It’s a matter of fairness
My old friend Heather McGregor was on Radio 4’s Today programme earlier this week. The subject was executive pay and the way in which it appears to have spiralled out of control. According to the High Pay Commission, the value of the average pay package given to executives has risen by a startling 5,000% in the last 30 years. Over the same period the average worker’s salary has risen by a mere 300% (to around £25,900). The head of HR at Cadbury’s made £3.8m in 2008.
Heather pronounced herself not much bothered by this. Executive pay is, she suggested, not a matter of what people perceive or do not perceive as fair. Nor is it of any relevance to the rest of us. It is simply a matter for the companies’ shareholders: they decide how much their executives get paid and that is that. She rounded her comments off by noting that anyone who thought that workers’ co-operatives would work better than our system should “move to Cuba”.

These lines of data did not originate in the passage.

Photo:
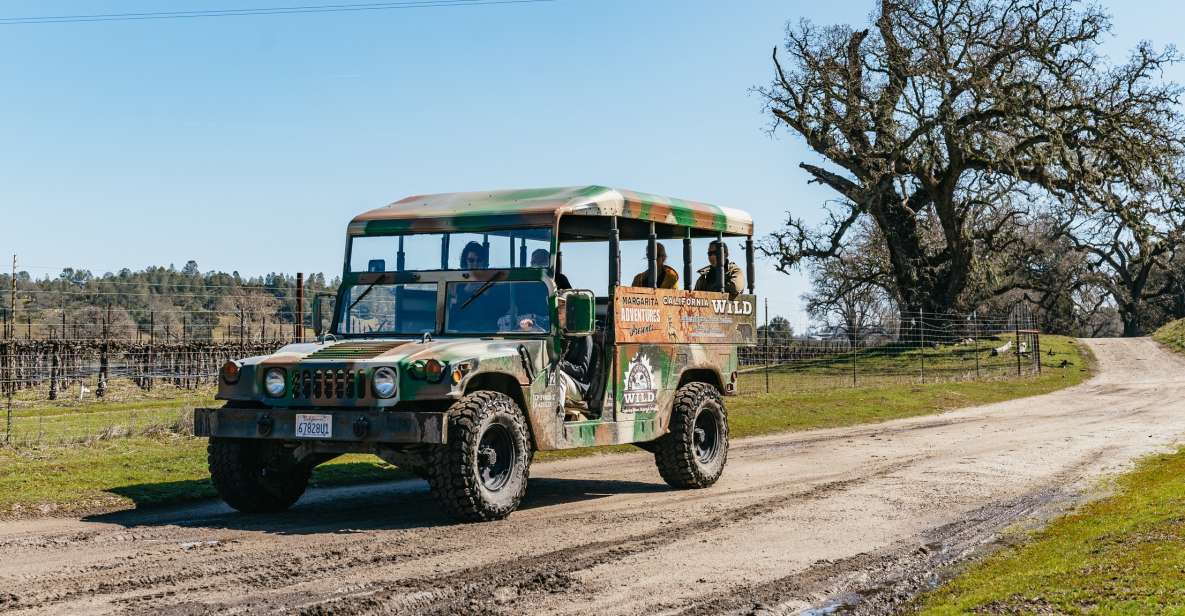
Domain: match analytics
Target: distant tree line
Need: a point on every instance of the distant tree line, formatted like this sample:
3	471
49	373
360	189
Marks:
158	301
985	152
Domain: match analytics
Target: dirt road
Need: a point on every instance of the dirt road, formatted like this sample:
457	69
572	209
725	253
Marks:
857	517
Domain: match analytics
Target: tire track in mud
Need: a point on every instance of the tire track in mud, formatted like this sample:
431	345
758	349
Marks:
884	581
500	586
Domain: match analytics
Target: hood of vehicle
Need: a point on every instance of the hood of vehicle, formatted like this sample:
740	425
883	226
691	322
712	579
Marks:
398	351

None of this went down particularly well. Probably for good reason. Heather is right in theory. Shareholders should control pay. They should do it because every penny paid out in salaries and incomprehensibly calculated bonuses is a penny not paid to them in dividends. They should do it because a sustainable long-term business needs happy customers and employees as well as happy executives. And they should do it because if they don’t, in the end, someone else will.
But, while that’s the theory, in practice the UK’s big shareholders aren’t doing it.